Given the circuit assuming zero initial conditions, derive its DE by applying a KCL (Kirchhoff's current law) at the output ($y(t)$) node :
$$ \frac{y(t)}{R} = C \frac{d}{dt} \left( x(t) - y(t) \right) $$ $$ y(t) = RC x'(t) - RCy'(t) $$ $$ \boxed{ y'(t) +\frac{1}{RC} y = x'(t) } \tag{1} $$
Impulse reponse $h(t)$ is the solution of Eq.(1) when the input is an impulse: $$ x(t) = \delta(t) \implies y(t) = h(t) $$
Let's apply a two-stage procedure to find $h(t)$. First, modify RHS of Eq.(1) by replacing $x'(t)$ with $x(t)$ : $$ y'(t) +\frac{1}{RC} y = x(t) \tag{2}$$
and denote solution of Eq.(2) as $h_0(t)$ when $x(t) = \delta(t)$. Then, by the second stage, the overall impulse response $h(t)$ of Eq.(1) will be: $$\boxed{ h(t) = h_0'(t) .} \tag{3}$$
Solution of first stage, Eq.(2):
From the characteristic equation : $s + \frac{1}{RC} = 0 \implies s = - \frac{1}{RC}$.
The homogeneous solution is :
$$y_h(t) = K e^{-t/RC} u(t) \tag{4}$$
The particular solution $y_p(t) = 0$, as the input is an impulse; i.e., $$\lim_{t \to \infty} x(t) = 0 \implies y_p(t) = 0$$
And the complete solution: $$h_0(t) = y_h(t) + y_p(t) = K e^{-t/RC} u(t) $$
To find the unknown $K$, we can use $y(0^+) = h_0(0^+)$ ; and from the circuit physics we find $y(0^+) = h_0(0^+) = 1$.
Then $K = 1$, and the total solution of Eq.(2) is
$$ \boxed{ h_0(t) = e^{-t/RC} u(t) } \tag{5}$$
$u(t)$ function is used to indicate that the output is causal; i.e., zero for $t < 0$. (a realizable physical circuit will be a causal system.)

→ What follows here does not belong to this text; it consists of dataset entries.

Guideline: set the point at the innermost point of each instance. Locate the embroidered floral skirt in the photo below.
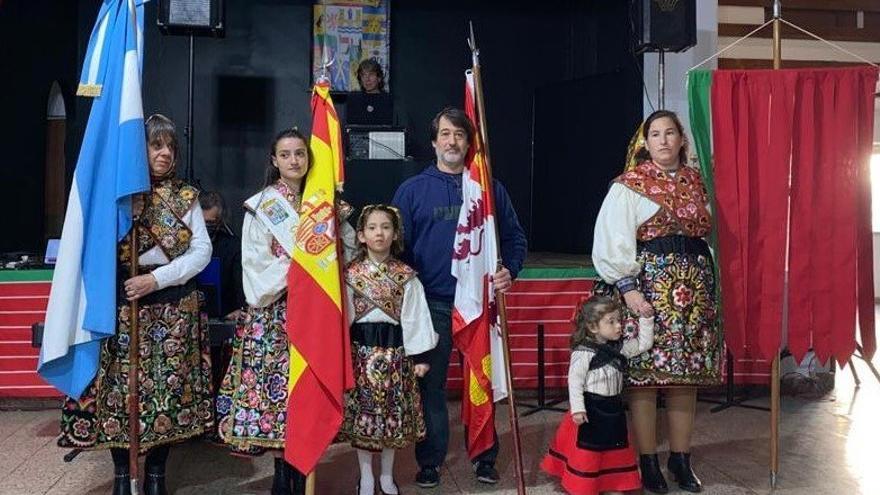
(384, 408)
(175, 380)
(252, 403)
(678, 280)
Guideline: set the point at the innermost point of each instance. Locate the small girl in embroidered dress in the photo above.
(390, 334)
(591, 452)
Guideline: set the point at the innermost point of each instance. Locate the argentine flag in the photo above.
(112, 166)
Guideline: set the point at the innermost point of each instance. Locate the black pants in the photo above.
(431, 452)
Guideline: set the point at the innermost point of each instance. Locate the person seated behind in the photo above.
(371, 77)
(227, 247)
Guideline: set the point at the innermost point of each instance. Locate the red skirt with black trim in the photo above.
(583, 471)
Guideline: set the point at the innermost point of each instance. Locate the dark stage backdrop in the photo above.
(255, 81)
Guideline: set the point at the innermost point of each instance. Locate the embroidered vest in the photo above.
(161, 223)
(378, 286)
(682, 199)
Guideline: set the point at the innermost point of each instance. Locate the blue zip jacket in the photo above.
(429, 204)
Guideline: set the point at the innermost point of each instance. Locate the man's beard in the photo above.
(452, 157)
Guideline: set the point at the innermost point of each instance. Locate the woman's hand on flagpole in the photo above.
(140, 286)
(502, 280)
(421, 369)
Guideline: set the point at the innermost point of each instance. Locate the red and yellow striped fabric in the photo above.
(320, 354)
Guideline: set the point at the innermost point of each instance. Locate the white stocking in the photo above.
(386, 479)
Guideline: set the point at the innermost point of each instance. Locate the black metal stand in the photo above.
(542, 404)
(730, 399)
(190, 173)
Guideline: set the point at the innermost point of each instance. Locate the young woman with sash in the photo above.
(175, 391)
(252, 404)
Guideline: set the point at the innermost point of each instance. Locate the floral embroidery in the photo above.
(174, 393)
(681, 197)
(687, 341)
(378, 286)
(252, 403)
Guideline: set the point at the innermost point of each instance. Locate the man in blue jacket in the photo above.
(429, 204)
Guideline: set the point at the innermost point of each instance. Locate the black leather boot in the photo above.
(680, 466)
(297, 481)
(154, 482)
(652, 477)
(281, 480)
(121, 473)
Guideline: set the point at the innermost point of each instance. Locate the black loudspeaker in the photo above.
(192, 17)
(668, 25)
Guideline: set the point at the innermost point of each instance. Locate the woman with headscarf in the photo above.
(174, 392)
(649, 249)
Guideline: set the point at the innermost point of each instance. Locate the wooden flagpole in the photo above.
(774, 378)
(134, 416)
(499, 296)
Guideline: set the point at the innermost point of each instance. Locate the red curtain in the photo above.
(812, 129)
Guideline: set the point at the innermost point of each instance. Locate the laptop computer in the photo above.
(369, 109)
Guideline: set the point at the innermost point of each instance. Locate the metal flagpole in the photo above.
(774, 378)
(499, 296)
(134, 416)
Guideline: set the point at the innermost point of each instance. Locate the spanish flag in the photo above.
(320, 352)
(475, 329)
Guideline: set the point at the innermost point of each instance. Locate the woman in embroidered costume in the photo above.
(252, 403)
(591, 451)
(175, 391)
(649, 248)
(392, 331)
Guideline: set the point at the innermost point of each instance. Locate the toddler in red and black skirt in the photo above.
(591, 452)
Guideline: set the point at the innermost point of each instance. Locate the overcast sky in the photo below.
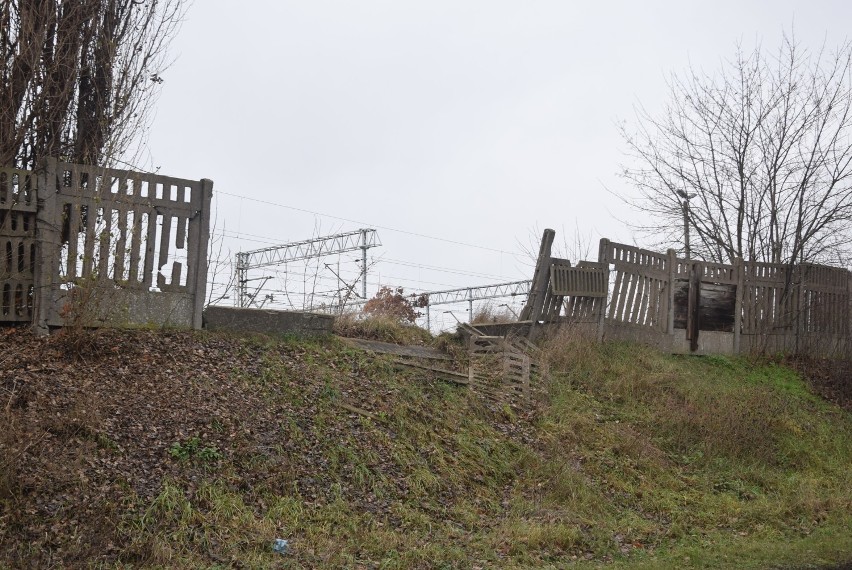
(477, 122)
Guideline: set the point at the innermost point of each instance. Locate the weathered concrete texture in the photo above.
(112, 306)
(267, 321)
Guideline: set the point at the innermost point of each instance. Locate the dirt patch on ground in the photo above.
(831, 379)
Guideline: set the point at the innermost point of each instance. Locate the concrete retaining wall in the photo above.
(267, 321)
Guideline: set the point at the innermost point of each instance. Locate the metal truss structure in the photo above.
(362, 239)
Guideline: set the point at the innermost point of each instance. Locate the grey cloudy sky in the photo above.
(478, 122)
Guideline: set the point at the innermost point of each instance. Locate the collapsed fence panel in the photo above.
(688, 305)
(502, 370)
(640, 294)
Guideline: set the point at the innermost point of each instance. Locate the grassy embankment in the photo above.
(634, 458)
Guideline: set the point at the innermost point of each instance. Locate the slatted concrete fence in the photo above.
(688, 305)
(131, 247)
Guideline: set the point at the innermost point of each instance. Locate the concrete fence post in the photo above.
(738, 302)
(672, 267)
(199, 274)
(48, 224)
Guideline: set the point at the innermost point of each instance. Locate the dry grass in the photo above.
(382, 328)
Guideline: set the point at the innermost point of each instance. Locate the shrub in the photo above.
(390, 303)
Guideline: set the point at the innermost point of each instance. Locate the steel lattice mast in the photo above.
(362, 239)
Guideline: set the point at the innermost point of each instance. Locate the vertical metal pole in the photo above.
(239, 301)
(363, 264)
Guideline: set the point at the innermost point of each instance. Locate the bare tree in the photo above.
(78, 77)
(752, 161)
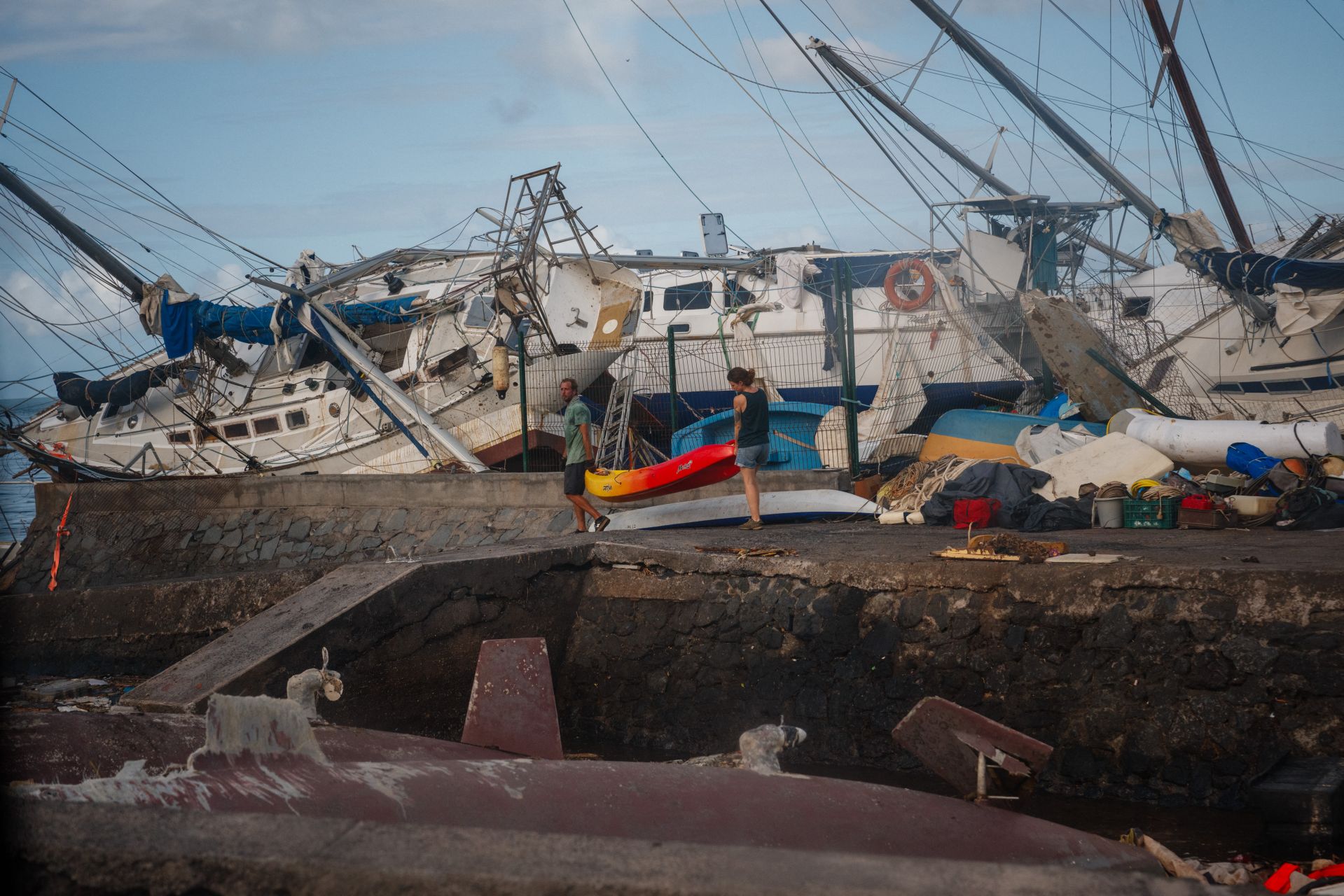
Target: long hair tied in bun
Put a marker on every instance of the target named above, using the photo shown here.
(742, 377)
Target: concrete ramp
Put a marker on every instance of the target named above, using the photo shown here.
(405, 636)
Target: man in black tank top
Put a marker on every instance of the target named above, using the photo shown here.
(751, 430)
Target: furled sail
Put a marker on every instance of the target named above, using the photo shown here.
(89, 396)
(1308, 292)
(182, 321)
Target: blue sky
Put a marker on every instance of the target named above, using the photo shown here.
(288, 125)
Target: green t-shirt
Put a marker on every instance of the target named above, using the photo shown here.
(576, 414)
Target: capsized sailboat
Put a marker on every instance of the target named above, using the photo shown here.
(397, 363)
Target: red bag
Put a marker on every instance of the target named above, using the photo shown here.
(974, 512)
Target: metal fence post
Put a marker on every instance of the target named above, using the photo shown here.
(851, 399)
(522, 388)
(672, 375)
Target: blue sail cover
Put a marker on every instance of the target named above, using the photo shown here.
(1257, 274)
(253, 324)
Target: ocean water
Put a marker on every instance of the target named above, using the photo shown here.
(16, 503)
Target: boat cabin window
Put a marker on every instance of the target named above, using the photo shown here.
(390, 340)
(1137, 305)
(481, 312)
(737, 296)
(266, 425)
(688, 298)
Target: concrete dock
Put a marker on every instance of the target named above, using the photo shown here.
(1172, 676)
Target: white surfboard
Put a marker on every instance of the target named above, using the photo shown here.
(776, 507)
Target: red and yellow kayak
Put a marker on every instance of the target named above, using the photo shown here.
(691, 470)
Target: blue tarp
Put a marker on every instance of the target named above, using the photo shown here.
(1257, 273)
(253, 324)
(179, 326)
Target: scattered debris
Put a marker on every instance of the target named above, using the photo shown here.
(749, 552)
(1089, 558)
(1006, 547)
(761, 746)
(48, 694)
(1228, 874)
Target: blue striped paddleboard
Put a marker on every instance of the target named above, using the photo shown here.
(731, 510)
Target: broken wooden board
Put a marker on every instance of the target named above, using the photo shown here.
(946, 738)
(513, 700)
(962, 554)
(1063, 335)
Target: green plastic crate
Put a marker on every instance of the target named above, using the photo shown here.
(1151, 514)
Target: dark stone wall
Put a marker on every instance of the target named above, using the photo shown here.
(1148, 692)
(113, 547)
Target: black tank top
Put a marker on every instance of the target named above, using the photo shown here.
(756, 419)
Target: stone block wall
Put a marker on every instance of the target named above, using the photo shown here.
(106, 548)
(1149, 685)
(144, 531)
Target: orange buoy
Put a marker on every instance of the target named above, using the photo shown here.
(898, 300)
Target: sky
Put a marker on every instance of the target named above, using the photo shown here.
(288, 125)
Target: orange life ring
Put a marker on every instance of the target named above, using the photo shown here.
(899, 301)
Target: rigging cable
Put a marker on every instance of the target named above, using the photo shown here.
(782, 141)
(625, 105)
(179, 210)
(805, 136)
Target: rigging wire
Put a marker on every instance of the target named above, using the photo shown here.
(1328, 24)
(816, 153)
(635, 118)
(109, 153)
(782, 141)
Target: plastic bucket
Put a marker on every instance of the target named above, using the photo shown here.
(1111, 514)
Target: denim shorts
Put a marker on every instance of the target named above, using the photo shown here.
(753, 456)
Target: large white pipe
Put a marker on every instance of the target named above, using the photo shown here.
(1206, 441)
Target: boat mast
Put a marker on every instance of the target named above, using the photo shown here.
(105, 260)
(974, 49)
(833, 59)
(76, 234)
(1196, 127)
(985, 176)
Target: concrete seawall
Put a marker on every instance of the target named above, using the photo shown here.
(128, 532)
(1175, 676)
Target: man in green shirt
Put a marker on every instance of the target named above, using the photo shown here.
(579, 456)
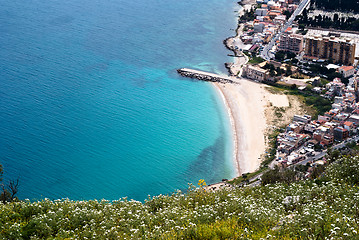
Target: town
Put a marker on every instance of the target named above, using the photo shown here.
(315, 61)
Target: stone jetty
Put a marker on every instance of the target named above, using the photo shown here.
(205, 76)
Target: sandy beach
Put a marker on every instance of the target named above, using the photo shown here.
(248, 102)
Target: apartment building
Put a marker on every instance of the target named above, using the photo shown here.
(330, 47)
(255, 72)
(291, 42)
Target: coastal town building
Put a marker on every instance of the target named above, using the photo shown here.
(291, 42)
(339, 50)
(346, 71)
(255, 72)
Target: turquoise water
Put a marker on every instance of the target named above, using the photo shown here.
(91, 105)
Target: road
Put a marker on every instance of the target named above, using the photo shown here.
(256, 180)
(266, 54)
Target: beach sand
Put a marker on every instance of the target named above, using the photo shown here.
(247, 112)
(252, 110)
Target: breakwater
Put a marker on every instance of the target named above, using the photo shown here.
(205, 76)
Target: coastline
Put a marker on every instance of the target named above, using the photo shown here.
(246, 109)
(233, 123)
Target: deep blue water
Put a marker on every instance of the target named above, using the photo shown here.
(91, 105)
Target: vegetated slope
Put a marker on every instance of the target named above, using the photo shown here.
(341, 5)
(326, 207)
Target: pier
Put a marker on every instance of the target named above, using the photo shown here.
(205, 76)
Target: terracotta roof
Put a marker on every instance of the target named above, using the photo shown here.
(348, 123)
(346, 68)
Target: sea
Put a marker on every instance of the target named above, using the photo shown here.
(91, 105)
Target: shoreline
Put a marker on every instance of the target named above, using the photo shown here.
(233, 123)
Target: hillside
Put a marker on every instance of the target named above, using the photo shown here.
(312, 209)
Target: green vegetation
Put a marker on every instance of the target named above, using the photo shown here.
(320, 104)
(323, 208)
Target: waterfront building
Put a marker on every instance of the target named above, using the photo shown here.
(291, 42)
(261, 11)
(346, 71)
(338, 50)
(256, 73)
(303, 119)
(340, 133)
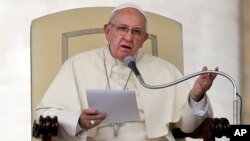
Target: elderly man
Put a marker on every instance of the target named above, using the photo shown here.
(103, 68)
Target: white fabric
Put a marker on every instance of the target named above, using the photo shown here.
(158, 108)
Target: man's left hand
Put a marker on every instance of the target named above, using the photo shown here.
(202, 84)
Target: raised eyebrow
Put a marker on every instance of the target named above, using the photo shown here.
(134, 28)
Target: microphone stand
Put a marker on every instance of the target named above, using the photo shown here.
(235, 90)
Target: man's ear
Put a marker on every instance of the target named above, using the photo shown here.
(106, 30)
(145, 37)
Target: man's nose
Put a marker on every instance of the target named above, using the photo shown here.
(128, 36)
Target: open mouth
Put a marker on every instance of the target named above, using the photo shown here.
(126, 46)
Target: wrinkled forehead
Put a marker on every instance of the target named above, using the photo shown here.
(127, 5)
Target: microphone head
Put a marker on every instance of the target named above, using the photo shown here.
(128, 60)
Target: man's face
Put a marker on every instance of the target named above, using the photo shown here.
(126, 33)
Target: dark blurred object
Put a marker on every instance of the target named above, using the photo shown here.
(210, 129)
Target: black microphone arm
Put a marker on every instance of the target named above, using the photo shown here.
(129, 62)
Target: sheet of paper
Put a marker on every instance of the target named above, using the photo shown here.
(120, 105)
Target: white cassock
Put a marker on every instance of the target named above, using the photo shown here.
(159, 109)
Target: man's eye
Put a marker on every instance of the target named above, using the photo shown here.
(122, 28)
(137, 31)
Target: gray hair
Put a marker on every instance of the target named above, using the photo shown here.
(128, 5)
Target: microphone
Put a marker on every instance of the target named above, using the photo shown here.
(129, 62)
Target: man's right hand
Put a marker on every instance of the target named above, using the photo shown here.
(90, 118)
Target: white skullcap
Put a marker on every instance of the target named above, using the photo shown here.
(128, 5)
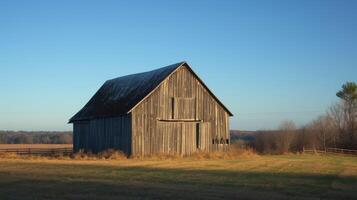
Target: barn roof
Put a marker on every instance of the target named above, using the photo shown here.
(120, 95)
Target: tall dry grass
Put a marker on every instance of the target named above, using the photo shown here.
(235, 151)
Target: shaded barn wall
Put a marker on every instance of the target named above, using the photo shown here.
(103, 133)
(180, 97)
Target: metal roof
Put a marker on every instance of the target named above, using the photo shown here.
(120, 95)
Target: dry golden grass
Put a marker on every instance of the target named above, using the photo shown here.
(243, 176)
(44, 146)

Finally, the impulse response $h(t)$ is found from Eq.(3), by the second stage, as: $$ h(t) = h_0(t)' = \left( e^{-t/RC} u(t) \right)' $$
$$ \boxed{ h(t) = \delta(t) - \frac{1}{RC} e^{-t/RC} u(t) } \tag{6}$$
An intuitive physical explanation of the circuit behaviour under impulse excitation is as follows. Due to the physical capacitor's continuity of voltage property, the initial impulse (physical spike) voltage applied at the input, appears right at the output as a result of KVL applied around the loop at $t=0$. This impulse voltage on the output resistor $R$ produces an impulse current $i(t)= \delta(t)/R$ at time $t=0$ looping clock-wise around the circuit. This impulse current passes through the capacitor and jumps its voltage from $V(0^-) = 0$ to $V(0^+) = 1/RC$. Then the input node is shorted as the impulse is gone at $t=0^+$. And the simple first-order capacitive discharge circuit is obtained. Note that the discharge current loops counter clock wise due to capacitor voltage polarity. Hence the output voltage becomes negative for $t>0^+$.